Strukturbatterien sind Materialien, die nicht nur Energie speichern, sondern auch Lasten tragen können. Auf diese Weise kann das Batteriematerial Teil des eigentlichen Konstruktionsmaterials eines Produkts werden, was bedeutet, dass z. B. bei Elektroautos, Drohnen, Handwerkzeugen, Laptops und Mobiltelefonen ein wesentlich geringeres Gewicht erreicht werden kann.
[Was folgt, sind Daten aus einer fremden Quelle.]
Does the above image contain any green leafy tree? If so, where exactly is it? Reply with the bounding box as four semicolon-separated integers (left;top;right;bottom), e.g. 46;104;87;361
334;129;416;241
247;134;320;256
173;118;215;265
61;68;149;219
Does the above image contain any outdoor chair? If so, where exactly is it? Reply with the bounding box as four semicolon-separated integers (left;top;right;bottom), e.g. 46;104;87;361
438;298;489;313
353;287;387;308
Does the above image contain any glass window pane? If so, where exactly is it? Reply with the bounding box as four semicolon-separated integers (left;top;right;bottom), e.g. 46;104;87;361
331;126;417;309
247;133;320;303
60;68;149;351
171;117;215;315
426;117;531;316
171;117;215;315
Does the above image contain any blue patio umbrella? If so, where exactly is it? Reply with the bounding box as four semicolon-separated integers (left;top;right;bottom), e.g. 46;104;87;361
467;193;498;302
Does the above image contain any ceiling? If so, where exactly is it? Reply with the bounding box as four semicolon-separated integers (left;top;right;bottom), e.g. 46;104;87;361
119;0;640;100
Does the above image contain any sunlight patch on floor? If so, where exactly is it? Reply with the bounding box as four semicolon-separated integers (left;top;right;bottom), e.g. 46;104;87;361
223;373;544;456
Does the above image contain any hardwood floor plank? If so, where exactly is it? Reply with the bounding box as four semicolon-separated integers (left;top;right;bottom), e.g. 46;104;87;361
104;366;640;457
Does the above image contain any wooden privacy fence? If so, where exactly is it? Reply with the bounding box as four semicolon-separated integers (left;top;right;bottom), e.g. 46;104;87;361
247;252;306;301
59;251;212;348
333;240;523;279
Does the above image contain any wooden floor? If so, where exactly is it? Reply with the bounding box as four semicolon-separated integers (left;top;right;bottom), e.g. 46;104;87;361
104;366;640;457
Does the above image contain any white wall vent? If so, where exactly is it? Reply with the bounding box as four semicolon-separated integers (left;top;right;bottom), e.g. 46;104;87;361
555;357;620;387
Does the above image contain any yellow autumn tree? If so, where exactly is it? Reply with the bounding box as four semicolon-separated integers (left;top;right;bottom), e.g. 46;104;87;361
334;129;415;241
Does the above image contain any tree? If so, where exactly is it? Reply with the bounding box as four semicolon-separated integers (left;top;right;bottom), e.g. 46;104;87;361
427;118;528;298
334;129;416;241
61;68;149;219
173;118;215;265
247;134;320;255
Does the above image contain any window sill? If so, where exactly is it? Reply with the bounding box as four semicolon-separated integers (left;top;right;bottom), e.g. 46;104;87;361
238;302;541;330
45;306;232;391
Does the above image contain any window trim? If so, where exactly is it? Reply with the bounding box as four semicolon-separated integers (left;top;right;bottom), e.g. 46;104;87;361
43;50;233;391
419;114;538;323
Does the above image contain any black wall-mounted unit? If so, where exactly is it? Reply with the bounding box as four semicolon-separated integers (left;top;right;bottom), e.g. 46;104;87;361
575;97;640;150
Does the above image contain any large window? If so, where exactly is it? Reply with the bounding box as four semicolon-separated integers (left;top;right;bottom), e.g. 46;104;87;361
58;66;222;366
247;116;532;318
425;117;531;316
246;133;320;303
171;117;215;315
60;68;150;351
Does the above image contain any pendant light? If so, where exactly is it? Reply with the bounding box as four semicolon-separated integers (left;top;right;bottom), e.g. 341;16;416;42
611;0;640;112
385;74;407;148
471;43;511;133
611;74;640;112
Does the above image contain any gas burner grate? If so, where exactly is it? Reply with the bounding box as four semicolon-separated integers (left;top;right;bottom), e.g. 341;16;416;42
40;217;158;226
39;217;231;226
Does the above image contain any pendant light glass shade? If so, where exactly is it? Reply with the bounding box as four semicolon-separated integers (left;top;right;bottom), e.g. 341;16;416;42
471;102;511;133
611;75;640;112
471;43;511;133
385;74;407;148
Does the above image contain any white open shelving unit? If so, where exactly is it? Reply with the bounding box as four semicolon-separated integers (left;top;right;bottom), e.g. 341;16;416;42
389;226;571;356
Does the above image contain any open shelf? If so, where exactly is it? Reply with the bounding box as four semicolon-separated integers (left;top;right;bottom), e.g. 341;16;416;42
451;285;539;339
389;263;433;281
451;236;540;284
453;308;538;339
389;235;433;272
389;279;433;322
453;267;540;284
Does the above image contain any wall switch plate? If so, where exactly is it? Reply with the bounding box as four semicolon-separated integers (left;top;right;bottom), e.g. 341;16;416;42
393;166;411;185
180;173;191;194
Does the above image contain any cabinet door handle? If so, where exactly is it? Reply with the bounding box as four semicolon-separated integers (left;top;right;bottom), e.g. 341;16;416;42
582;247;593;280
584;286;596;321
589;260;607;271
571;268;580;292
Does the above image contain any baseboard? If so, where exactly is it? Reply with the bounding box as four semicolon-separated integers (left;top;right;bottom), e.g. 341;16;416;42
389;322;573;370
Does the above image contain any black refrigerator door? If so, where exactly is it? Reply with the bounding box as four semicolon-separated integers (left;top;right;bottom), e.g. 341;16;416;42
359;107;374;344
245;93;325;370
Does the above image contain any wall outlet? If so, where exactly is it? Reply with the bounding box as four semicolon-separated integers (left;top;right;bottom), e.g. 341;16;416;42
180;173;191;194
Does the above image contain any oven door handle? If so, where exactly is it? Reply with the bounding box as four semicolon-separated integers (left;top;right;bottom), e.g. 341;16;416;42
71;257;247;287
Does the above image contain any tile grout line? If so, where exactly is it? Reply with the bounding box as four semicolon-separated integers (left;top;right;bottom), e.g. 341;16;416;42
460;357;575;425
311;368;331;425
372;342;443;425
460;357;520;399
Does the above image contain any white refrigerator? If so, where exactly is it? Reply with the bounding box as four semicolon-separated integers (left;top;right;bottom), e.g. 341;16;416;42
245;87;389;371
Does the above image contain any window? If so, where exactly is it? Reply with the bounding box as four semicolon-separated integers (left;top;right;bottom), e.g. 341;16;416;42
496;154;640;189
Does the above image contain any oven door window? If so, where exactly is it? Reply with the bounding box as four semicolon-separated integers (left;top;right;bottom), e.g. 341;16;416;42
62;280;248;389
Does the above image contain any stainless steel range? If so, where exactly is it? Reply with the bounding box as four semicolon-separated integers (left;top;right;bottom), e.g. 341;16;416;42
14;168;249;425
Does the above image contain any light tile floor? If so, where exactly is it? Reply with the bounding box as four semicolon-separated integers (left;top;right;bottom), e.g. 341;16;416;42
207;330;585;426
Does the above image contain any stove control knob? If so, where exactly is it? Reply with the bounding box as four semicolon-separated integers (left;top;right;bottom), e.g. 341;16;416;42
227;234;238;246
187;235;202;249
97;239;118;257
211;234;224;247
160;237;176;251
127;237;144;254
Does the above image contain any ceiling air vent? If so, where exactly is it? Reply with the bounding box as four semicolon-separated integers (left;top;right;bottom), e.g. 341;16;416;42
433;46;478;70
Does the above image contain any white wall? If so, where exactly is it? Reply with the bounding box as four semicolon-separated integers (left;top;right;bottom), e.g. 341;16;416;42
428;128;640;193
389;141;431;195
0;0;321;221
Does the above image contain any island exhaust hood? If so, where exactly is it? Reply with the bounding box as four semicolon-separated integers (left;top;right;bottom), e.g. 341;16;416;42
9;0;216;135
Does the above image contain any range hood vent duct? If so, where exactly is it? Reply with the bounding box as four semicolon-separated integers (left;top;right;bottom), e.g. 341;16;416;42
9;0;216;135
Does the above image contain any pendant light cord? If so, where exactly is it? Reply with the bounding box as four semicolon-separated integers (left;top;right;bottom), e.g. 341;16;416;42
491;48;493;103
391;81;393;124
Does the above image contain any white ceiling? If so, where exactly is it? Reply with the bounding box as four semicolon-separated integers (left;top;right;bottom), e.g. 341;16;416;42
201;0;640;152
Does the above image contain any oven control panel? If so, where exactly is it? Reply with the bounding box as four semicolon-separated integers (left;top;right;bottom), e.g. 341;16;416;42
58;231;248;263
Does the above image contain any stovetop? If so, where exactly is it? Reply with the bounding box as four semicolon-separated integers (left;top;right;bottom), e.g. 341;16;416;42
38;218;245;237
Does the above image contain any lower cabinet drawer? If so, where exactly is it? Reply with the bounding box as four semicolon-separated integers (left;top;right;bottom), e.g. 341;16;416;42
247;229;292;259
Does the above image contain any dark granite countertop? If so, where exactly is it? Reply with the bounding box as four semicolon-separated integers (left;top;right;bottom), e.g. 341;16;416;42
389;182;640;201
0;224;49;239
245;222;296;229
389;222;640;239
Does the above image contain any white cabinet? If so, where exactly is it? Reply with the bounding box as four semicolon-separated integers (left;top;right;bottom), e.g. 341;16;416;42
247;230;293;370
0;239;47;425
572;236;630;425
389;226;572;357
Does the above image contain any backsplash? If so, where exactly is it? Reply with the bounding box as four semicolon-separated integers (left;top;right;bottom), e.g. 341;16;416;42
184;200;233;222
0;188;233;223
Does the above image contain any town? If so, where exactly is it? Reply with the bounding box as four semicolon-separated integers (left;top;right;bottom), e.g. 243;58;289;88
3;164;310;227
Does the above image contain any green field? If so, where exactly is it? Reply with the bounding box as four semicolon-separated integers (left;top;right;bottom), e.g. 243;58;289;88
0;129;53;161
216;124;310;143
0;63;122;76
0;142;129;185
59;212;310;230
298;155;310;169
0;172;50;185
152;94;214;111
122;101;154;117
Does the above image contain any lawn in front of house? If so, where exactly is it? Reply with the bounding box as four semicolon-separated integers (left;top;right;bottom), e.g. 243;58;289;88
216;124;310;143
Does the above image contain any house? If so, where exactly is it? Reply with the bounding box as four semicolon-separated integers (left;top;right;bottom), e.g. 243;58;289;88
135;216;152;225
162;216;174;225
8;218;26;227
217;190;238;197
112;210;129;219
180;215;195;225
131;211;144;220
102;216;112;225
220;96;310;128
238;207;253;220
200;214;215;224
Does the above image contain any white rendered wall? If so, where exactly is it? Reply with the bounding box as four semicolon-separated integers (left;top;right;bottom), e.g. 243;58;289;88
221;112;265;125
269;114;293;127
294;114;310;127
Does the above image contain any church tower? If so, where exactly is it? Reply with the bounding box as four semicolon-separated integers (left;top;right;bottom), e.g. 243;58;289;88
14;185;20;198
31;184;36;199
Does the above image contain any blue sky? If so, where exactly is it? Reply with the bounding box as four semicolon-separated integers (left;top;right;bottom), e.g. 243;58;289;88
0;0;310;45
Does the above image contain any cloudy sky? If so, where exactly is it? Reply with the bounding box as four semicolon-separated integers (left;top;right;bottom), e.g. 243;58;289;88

Die neuesten Fortschritte in diesem Bereich wurden in dem Artikel Unveiling the Multifunctional Carbon Fibre Structural Battery in der Zeitschrift Advanced Materials veröffentlicht. Die Autoren sind Richa Chaudhary, Johanna Xu, Zhenyuan Xia und Leif Asp von der Chalmers University of Technology. Das entwickelte Batteriekonzept basiert auf einem Verbundwerkstoff und hat Kohlenstofffasern als positive und negative Elektroden - wobei die positive Elektrode mit Lithiumeisenphosphat beschichtet ist. Bei dem zuvor vorgestellten Batteriekonzept bestand der Kern der positiven Elektrode aus einer Aluminiumfolie.
Die im Elektrodenmaterial verwendete Kohlefaser ist multifunktional. In der Anode dient sie als Verstärkung sowie als elektrischer Kollektor und aktives Material. In der Kathode dient sie als Verstärkung, Stromkollektor und als Gerüst, auf dem sich das Lithium aufbauen kann. Da die Kohlenstofffasern den Elektronenstrom leiten, werden Stromkollektoren, z. B. aus Kupfer oder Aluminium, weniger benötigt, was das Gesamtgewicht noch weiter reduziert. Auch werden bei dem gewählten Elektrodendesign keine so genannten Konfliktmetalle wie Kobalt oder Mangan benötigt.
In der Batterie werden die Lithium-Ionen zwischen den Batteriepolen durch einen halbfesten Elektrolyten statt durch einen flüssigen transportiert, was eine Herausforderung darstellt, wenn es darum geht, eine hohe Leistung zu erzielen, und wofür weitere Forschung erforderlich ist. Gleichzeitig trägt das Design zu einer erhöhten Sicherheit in der Batteriezelle bei, da das Brandrisiko verringert wird.